Fillon’s Thatcherite platform calls for eliminating a half-million public-sector jobs to cut wasteful spending. Moreover, he won the Republican nomination by contrasting his previously squeaky-clean record with that of the ethically challenged Sarkozy and with Juppé, whose most recent prominence came after a long period in the wilderness induced his own corruption conviction. So the charges against Fillon are just about fatal. It’s hard to imagine that he can survive the hypocrisy of his current position.
While Fillon has said that he will not drop out of the race unless French police formally open an investigation (presumably well after the election this spring), he may be forced out of the race from sheer embarrassment and collapse in support. As the scandal continues to unfold, the latest Kantar Sofres poll shows him at 22%, now falling behind the anti-immigration, anti-EU leader of the Front national (FN) Marine Le Pen (25%) and nearly tied with the independent centrist candidate Emmanuel Macron, a former Hollande minister (21%). Hamon, buoyed by his surprise Socialist nomination, drew 15% and Mélenchon drew 10%.
The fear for Republicans is that Fillon will be so damaged that he fails to make it to the May runoff (or falters against Le Pen in the runoff), but not so damaged that he must quit the race. A defiant Fillon in recent days has tried to hide behind his wife and railed against shadowy figures that he claims are trying to bring down his candidacy, and that he can provide proof that his wife’s work was legal and valid.
No one believes him.
French police raided parliamentary offices earlier this week, and investigators are closing in on the one-time frontrunner, whose odds of winning the election are plummeting.
Even if Fillon does drop out of the race, there’s no consensus Plan B among French conservatives. Juppé, the runner-up in the November nomination contest, would be the natural replacement. In fact, Juppé might even prove the more formidable candidate because he can bring more centrist voters to the Republicans than the socially and economically conservative Fillon. But he has ruled out stepping in as Fillon’s replacement. Though Juppé could change his mind, there are any number of potential candidates who could step in: Sarkozy himself, former ecology minister and Paris mayoral candidate Nathalie Kosciusko-Morizet or former agriculture minister Bruno Le Maire. No one knows.
So where does this leave the rest of the field?

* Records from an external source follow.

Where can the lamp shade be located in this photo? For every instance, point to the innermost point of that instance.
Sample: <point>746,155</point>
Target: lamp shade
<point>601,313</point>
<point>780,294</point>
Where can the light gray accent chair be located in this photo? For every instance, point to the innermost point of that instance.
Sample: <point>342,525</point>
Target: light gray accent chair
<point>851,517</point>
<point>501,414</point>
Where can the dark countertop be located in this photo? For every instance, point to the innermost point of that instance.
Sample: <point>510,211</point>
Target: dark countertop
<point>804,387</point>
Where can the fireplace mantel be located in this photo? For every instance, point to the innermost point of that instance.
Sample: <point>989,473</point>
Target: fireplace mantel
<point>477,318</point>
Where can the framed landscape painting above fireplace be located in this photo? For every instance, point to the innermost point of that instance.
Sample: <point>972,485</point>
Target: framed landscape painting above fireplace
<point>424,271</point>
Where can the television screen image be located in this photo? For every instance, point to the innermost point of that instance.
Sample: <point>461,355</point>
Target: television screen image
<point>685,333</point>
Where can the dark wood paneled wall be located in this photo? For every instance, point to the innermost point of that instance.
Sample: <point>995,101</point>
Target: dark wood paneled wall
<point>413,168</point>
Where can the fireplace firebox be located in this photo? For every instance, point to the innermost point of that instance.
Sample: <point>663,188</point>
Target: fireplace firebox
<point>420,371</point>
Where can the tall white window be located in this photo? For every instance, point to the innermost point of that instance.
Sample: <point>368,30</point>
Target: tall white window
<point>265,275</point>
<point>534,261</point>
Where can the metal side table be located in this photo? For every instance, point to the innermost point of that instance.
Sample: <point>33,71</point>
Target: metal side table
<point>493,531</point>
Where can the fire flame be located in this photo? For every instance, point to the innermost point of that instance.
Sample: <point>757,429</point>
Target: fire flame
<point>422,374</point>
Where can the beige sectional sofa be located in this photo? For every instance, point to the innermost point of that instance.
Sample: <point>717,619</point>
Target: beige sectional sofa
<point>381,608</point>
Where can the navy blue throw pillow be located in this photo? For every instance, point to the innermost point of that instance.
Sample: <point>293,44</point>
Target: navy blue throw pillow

It’s great news for Le Pen, who has struggled to win more than 25% of first-round voters, who can now rail against the hypocrisy and corruption of the political elite. Even if Fillon drops out and Republicans find a replacement, ‘Penelopegate’ is a gift to the hard right, and more conservative voters will now be giving the Front national a second look. Le Pen herself is under a cloud because of her refusal to reimburse the European Parliament for €300,000 in misused funds.
Most immediately, Fillon’s collapse will help Macron, another vaguely centrist independent, though none of Macron’s message of neoliberal reform, avowed defense of the European Union and immigration, his background as an investment banker nor his recent record as a top aide to Hollande and former industry minister in Hollande’s government seem to fit the current moment of populism and nationalism. Fillon also hopes to win over centrist voters who feel Hamon veers too far from the Socialist Party’s social democracy and too close to hard-left bona fide socialism.
Fillon’s collapse might also give another center-right figure, François Bayrou, an opening. Bayrou, who has run for president three times in the past and is something of a gadfly in French politics, still managed to win 18.5% of the vote in the 2007 election (against Sarkozy and Royal). Without a strong conservative in the race, Bayrou could still emerge as the sole moderate untainted by Hollande’s deeply unpopular Socialist government. Though he has downplayed the likelihood of a fourth run, Bayrou hasn’t completely shut the door, and Fillon’s collapse could give him the platform to reconsider.